Noisy, rattling baits keep fish in your strike zone longer. Try dropping a jig with bait to seal the deal on fussy crappie, as the author’s daughter, Quinn, did with this slab. (Photo: Scott MacKenthun)
Rattling Roamers Under Ice
by Scott MacKenthun
Fishermen usually like to be quiet and stealthy. But sometimes making a little noise will actually bring finicky crappie to you.
Most fishermen l now that sometimes noise can spook or scare crappie away. But mostly those are unnatural noises such as trolling motors, waves slapping a boat hull or anglers banging the bottom of the boat. However sometimes fish, including crappie, can actually be attracted to noise, provided the sound might be associated with something to eat.
Crappie ice anglers often face a dilemma – do I stay or do I go? Should you stay on the move, constantly cutting new holes and searching structure until you find active fish or should you hunker down and wait out schools of crappie that will be on the move and passing through?
If you’re an ice fisherman who is inclined to stay put, you might want to hedge your bets by encouraging crappie to come to you with aggressive, rattling baits.
Just like big buck whitetail hunters in the heart of Texas hill country, a little rattling can go a long way. Rattling hardbaits and jigging spoons are a very effective technique to drawing in schools of crappie. The noise and commotion can draw crappie to areas where they might otherwise roam through slowly and listlessly. They are quick to appear and then disappear if there’s nothing to hold their attention.
Choosing your location is a matter of not being too far away from where crappies already are, or want to or will be later. Try setting up on a location where crappies tend to roam or move through, places where crappies ambush their prey during the course of their daily movements. Calling in crappies only works if you are reasonably close to where the fish are or want to be; if you’re on the wrong side of the lake no amount of rattling is going to bring the school to your location.
Just like big buck whitetail hunters in the heart of Texas hill country, a little rattling goes a long way!

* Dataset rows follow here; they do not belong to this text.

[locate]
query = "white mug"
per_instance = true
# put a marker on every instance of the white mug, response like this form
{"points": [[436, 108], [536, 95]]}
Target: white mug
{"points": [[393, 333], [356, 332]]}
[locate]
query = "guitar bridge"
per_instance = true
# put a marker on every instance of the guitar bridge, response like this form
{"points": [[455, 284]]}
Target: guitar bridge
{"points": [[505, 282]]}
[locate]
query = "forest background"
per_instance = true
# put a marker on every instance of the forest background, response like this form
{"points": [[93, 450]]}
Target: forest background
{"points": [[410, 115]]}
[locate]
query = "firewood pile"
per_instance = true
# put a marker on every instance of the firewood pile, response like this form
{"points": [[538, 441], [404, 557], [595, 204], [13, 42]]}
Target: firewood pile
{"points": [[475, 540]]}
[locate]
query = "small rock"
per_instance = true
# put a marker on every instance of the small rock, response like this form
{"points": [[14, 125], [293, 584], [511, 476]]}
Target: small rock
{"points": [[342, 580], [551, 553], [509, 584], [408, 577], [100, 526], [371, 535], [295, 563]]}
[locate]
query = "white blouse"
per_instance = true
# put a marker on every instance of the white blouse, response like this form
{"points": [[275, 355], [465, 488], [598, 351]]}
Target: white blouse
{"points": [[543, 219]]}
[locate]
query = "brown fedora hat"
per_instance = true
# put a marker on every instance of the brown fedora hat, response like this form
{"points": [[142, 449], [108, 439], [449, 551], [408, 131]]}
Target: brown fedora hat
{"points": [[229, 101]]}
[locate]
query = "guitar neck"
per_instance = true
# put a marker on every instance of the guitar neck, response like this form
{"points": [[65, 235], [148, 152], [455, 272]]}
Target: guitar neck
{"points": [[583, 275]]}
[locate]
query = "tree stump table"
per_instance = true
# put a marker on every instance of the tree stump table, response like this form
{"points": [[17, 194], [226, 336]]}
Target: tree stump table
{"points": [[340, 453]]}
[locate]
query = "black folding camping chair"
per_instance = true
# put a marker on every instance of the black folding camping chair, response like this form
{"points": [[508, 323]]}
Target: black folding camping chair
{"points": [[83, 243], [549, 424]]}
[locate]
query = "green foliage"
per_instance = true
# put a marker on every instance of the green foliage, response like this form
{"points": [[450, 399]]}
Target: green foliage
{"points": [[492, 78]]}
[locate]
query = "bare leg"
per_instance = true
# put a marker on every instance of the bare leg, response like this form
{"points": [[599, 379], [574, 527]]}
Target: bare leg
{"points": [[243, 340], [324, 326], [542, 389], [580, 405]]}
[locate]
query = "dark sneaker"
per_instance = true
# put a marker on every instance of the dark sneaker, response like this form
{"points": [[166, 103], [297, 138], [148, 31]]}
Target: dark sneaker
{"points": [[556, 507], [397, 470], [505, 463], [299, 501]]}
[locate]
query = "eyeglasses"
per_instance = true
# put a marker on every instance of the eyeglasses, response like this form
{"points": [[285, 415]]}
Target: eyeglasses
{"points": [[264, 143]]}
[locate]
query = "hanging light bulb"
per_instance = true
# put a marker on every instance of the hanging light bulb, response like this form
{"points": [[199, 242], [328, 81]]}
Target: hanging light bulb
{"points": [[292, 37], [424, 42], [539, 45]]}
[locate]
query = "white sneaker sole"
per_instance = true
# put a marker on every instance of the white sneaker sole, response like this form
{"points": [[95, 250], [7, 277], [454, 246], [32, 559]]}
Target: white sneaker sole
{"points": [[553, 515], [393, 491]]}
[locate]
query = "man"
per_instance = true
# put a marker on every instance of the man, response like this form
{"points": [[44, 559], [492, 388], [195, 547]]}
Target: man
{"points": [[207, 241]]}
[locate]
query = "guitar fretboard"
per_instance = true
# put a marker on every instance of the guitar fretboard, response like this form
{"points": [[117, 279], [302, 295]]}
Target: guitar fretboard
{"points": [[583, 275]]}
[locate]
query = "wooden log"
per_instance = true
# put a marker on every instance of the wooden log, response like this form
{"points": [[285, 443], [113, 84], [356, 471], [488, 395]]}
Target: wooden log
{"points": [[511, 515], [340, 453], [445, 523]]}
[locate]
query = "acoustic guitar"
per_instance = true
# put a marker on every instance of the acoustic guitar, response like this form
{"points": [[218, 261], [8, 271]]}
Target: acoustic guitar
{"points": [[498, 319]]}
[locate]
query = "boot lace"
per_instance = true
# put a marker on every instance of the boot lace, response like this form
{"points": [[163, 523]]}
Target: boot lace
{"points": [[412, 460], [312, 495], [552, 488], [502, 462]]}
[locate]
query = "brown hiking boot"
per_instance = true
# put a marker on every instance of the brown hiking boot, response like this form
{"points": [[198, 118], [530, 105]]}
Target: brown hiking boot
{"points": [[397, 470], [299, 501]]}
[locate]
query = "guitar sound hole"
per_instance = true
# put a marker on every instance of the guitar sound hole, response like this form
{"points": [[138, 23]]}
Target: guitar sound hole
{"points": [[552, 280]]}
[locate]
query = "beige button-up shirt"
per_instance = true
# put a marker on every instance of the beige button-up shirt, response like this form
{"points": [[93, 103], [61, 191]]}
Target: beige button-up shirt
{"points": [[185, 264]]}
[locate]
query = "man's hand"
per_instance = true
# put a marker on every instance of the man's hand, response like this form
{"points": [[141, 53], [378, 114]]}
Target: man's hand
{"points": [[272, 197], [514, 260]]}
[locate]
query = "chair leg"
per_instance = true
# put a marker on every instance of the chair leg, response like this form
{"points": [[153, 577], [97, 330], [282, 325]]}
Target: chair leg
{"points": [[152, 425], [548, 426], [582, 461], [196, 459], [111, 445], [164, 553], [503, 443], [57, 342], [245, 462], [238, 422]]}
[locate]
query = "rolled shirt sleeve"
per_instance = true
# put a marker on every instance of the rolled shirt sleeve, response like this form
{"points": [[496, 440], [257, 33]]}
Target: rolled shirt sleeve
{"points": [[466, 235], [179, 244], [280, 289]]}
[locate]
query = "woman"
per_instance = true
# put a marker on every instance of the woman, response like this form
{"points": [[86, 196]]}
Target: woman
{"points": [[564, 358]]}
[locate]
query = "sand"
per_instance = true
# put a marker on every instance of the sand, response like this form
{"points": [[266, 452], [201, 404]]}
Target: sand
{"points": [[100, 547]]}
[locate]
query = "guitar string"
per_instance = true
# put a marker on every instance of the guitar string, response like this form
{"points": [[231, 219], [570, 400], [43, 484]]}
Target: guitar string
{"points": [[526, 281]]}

If you know fish are working in and near the last of the standing green vegetation, set up on the outside edge of a prominent weed bed. If you’ve found schools roaming over flats during the day or more commonly at dusk as large zooplankton and aquatic insects increase their activity, settle down and try and call some in on a random spot away from the crowd. If you’re fishing a lake for the first time, try obvious structural elements adjacent to contrasting depths – a reef or hump, a prominent point, or a fast breakline or shelf that connects deep and shallow water are places where crappie will move through as they hunt for prey in schools.

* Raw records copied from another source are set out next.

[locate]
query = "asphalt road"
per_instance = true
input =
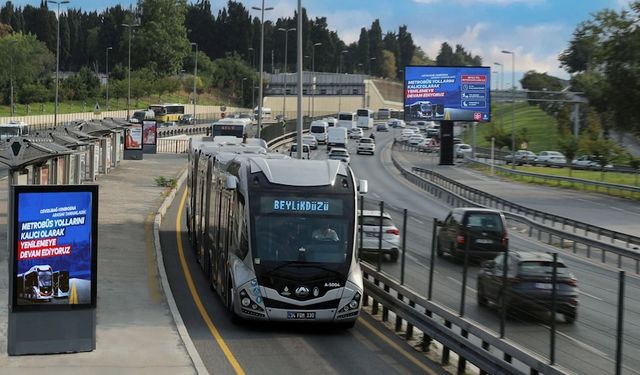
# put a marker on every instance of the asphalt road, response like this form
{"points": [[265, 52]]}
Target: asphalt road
{"points": [[586, 347], [269, 348]]}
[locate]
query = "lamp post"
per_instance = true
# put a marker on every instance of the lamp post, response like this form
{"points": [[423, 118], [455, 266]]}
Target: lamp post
{"points": [[242, 91], [284, 91], [340, 71], [55, 110], [129, 26], [261, 9], [12, 43], [313, 77], [513, 106], [195, 79], [106, 65]]}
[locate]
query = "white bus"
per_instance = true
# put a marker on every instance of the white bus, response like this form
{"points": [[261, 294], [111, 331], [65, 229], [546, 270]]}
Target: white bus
{"points": [[346, 120], [13, 129], [364, 118], [258, 225]]}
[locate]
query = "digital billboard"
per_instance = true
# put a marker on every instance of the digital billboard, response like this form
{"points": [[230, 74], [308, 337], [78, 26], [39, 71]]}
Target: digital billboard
{"points": [[456, 93], [133, 139], [149, 132], [54, 246]]}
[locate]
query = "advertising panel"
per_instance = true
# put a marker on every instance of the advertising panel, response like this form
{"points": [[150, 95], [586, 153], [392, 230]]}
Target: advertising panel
{"points": [[149, 133], [456, 93], [54, 247], [133, 139]]}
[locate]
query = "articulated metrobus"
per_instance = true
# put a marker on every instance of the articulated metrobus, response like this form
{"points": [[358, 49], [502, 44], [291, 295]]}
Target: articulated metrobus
{"points": [[167, 112], [276, 236]]}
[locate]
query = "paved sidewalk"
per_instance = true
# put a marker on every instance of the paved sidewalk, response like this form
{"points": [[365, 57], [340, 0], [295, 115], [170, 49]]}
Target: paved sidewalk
{"points": [[609, 212], [136, 333]]}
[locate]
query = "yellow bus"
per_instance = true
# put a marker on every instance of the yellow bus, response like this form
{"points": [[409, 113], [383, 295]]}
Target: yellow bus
{"points": [[167, 112]]}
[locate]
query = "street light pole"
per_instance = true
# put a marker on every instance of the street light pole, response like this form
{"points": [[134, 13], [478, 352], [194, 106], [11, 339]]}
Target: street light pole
{"points": [[242, 91], [106, 65], [313, 78], [130, 26], [195, 79], [513, 106], [284, 79], [340, 71], [262, 9], [55, 110]]}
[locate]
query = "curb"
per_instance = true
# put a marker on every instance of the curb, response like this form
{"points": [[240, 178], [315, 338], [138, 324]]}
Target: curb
{"points": [[177, 318]]}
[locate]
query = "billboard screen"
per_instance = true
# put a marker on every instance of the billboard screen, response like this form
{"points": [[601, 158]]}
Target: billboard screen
{"points": [[456, 93], [54, 246], [133, 140]]}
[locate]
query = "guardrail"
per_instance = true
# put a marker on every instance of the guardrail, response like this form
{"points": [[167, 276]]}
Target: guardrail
{"points": [[459, 195], [469, 340], [605, 186]]}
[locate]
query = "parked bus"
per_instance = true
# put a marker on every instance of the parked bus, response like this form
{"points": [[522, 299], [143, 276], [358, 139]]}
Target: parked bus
{"points": [[167, 112], [35, 284], [236, 127], [257, 224], [346, 120], [364, 118], [13, 129]]}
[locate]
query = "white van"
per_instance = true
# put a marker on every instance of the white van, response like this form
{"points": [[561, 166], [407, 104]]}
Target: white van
{"points": [[337, 137], [364, 118], [318, 129], [346, 120]]}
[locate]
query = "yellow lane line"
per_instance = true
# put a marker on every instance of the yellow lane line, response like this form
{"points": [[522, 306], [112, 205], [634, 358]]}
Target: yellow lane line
{"points": [[397, 347], [196, 298]]}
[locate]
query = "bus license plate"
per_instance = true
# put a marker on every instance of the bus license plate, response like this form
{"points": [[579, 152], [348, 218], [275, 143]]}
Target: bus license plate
{"points": [[296, 315]]}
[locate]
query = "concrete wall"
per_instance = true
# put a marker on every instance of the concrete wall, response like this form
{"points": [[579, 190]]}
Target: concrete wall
{"points": [[326, 104]]}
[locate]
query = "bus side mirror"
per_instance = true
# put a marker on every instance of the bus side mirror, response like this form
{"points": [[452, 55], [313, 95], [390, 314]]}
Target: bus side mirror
{"points": [[363, 186], [232, 183]]}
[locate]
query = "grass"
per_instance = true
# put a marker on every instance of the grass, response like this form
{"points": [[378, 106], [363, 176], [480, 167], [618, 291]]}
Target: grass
{"points": [[114, 104], [542, 128]]}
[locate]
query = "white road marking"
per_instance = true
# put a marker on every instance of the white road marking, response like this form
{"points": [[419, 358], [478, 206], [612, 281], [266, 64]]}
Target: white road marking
{"points": [[591, 295]]}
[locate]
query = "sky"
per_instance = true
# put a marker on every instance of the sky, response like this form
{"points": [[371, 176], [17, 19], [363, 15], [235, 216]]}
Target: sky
{"points": [[536, 30]]}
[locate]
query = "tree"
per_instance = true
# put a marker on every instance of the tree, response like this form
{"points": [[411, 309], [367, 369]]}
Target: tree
{"points": [[161, 42], [388, 66]]}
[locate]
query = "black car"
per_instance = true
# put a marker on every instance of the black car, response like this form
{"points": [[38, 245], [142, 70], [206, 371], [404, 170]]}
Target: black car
{"points": [[482, 231], [529, 282]]}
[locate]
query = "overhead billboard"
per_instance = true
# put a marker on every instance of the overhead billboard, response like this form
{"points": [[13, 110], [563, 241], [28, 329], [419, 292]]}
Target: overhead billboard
{"points": [[456, 93], [54, 246]]}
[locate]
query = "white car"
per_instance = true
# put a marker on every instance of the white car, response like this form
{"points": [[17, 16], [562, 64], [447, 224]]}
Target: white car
{"points": [[416, 139], [339, 153], [406, 134], [356, 133], [366, 145], [370, 226], [311, 141], [551, 158], [396, 123]]}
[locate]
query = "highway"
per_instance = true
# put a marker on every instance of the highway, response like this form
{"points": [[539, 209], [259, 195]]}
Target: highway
{"points": [[586, 347]]}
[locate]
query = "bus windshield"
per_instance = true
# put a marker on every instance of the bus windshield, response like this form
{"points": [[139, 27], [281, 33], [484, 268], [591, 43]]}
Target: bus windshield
{"points": [[307, 230]]}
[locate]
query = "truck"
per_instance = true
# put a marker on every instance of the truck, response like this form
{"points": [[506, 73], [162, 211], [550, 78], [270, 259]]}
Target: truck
{"points": [[337, 137]]}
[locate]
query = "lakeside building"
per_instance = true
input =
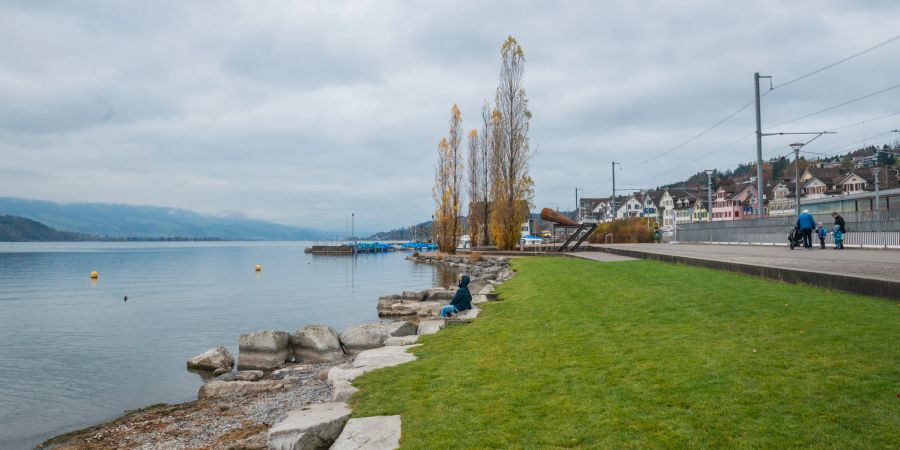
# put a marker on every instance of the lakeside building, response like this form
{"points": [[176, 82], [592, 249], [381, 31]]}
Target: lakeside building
{"points": [[824, 187], [734, 202]]}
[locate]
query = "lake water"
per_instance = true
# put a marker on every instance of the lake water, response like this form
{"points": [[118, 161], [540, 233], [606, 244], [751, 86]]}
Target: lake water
{"points": [[74, 354]]}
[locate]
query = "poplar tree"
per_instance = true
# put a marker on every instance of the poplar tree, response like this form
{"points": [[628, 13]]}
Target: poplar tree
{"points": [[484, 166], [474, 189], [448, 183], [511, 184]]}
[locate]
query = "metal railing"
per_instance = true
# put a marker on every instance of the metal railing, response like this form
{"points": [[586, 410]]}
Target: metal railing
{"points": [[864, 229]]}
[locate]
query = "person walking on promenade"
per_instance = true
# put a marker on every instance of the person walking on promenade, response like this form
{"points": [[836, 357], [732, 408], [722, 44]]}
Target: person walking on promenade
{"points": [[838, 238], [806, 223], [461, 301], [821, 232], [839, 225]]}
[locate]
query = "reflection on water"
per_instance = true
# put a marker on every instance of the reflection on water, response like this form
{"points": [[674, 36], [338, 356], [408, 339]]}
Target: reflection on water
{"points": [[74, 353]]}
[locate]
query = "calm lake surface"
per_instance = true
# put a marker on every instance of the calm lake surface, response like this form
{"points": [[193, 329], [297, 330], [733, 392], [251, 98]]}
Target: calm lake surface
{"points": [[74, 354]]}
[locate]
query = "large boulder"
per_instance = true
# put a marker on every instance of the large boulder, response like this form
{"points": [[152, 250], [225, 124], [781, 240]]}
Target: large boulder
{"points": [[430, 326], [398, 310], [440, 294], [413, 295], [217, 388], [400, 328], [370, 433], [372, 335], [212, 360], [430, 308], [316, 426], [317, 343], [342, 390], [401, 340], [388, 300], [369, 360], [264, 350]]}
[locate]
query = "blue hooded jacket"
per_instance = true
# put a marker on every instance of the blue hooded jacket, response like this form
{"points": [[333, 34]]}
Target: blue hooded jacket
{"points": [[806, 221], [463, 299]]}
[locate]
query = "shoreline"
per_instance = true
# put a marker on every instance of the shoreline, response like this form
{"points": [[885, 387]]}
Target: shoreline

While crappies are not always aggressive, they are curious and respond to stimuli. A good one-two punch is steady but erratic jigging with a rattling bait and a second line with a jig and small minnow. Once the school is called in with a rattling bait, the setline does the dirty work and catches the fish. A little flash and a little rattle is great for catching a crappie’s eyes, ears, and lateral line system. Drop the bait to the bottom, stir up a little sand, muck, or silt, dislodge a few microinvertebrates along the bottom, and you can get a small feeding frenzy flurry going. Triggering strikes means using every trick at your disposal, whether it is changing baits or sizes or colors, tapping the bottom, or altering your jigging cadence and sound.
Rattling jigging spoons in small sizes (1/16th ounce to as large as 1/4 ounce) tipped with minnow heads or with plastic trailers are just the trick for an ice fishing rattling session. Clam’s Rattlin’ Blade spoon has a Pyrex glass rattle for very loud rattling noise. The Northland Tackle Buckshot Rattle Spoon has caught many fish through the years. The Lindy Rattl’n Flyer has a shape that falls erratically and a call that works. VMC’s Rattle Spoon calls fish from a distance and the UV glow works well in low light. Try an ACME Rattlemaster for fast drops and a metal-on-metal sound.

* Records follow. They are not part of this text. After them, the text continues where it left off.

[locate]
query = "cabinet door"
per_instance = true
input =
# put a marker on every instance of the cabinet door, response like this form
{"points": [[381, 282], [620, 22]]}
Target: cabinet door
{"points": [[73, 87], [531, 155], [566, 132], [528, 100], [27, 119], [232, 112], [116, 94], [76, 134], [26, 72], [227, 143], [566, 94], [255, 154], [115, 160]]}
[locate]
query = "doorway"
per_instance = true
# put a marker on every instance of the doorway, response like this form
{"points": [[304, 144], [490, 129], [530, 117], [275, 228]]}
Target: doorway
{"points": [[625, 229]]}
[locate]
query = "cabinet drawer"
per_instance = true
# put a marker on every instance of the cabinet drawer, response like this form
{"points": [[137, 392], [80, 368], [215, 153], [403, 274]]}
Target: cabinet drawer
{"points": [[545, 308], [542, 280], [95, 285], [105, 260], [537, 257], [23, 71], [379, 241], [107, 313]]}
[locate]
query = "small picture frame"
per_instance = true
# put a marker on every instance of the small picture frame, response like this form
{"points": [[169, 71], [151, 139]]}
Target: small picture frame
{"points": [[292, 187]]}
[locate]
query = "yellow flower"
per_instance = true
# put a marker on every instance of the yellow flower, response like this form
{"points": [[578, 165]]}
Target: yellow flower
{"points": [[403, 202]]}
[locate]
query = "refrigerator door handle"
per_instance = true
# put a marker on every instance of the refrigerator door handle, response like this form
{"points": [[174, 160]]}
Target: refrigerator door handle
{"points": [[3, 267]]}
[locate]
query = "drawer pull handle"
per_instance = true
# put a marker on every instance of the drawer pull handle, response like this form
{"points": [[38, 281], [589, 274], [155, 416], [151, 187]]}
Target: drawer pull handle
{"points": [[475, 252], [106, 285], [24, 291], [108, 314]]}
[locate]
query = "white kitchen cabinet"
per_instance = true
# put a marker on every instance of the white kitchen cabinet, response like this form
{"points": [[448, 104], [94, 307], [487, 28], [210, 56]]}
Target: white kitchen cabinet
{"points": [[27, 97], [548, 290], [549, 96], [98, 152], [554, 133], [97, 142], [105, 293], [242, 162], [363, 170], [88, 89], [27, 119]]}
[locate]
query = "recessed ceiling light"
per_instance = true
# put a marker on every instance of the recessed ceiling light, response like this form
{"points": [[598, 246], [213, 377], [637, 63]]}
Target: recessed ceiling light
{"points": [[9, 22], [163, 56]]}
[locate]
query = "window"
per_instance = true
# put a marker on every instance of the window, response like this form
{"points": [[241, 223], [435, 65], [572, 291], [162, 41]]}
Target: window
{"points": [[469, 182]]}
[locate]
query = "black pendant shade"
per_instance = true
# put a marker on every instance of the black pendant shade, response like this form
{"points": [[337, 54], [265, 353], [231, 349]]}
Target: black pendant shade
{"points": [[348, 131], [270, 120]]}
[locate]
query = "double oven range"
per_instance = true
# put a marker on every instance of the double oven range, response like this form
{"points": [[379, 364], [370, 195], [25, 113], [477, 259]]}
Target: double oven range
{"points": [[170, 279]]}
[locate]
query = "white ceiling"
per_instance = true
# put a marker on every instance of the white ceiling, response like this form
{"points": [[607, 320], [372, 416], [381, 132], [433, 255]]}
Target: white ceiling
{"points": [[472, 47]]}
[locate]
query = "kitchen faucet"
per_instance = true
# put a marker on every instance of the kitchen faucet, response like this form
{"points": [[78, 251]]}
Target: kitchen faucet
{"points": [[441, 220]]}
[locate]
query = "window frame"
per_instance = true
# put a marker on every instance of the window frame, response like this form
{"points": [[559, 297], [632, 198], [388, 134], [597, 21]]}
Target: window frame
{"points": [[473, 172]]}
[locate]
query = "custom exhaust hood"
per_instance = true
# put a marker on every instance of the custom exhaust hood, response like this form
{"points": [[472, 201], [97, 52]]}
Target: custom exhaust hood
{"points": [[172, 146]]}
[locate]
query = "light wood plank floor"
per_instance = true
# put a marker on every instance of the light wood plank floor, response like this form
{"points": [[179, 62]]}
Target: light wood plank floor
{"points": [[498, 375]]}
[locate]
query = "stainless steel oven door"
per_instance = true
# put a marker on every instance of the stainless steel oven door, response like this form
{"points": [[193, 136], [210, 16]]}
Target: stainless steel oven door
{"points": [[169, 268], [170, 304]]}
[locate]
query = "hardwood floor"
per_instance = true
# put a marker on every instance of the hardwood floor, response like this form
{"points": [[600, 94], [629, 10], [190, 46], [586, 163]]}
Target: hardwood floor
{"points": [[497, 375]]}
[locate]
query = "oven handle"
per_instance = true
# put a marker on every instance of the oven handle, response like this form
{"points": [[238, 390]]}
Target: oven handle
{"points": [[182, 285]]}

Hard baits have also excelled for calling in aggressive crappie. The Rapala Rippin’ Rap and Ultra Light Rippin’ Rap are two lipless crankbaits with loud rattles. Rapala’s Slab Rap falls a little slower and is irresistible to big crappie. The micro hardbait world has exploded with many baits available in recent years. Check out the the Livetarget Golden Shiner, Yo-Zuri Rattl’n Vibe and Rattl’n Vibe Mini, Northland Rippin’ Shad, the 13 Fishing Micro Magic Man, and the Eurotackle Z-Viber Micro.
Drawing in a school of crappie to the call of a noisy jigging spoon or a boisterous hard bait is a great way to keep crappies underneath your hole and give you more opportunities to bring those fish topside. While running and gunning is a great way to move with schools and find fish, many times luring them to you is a better solution. Noisy rattle baits are a great way to draw in crappie schools, keep them near, and put more crappies on top of the ice this year.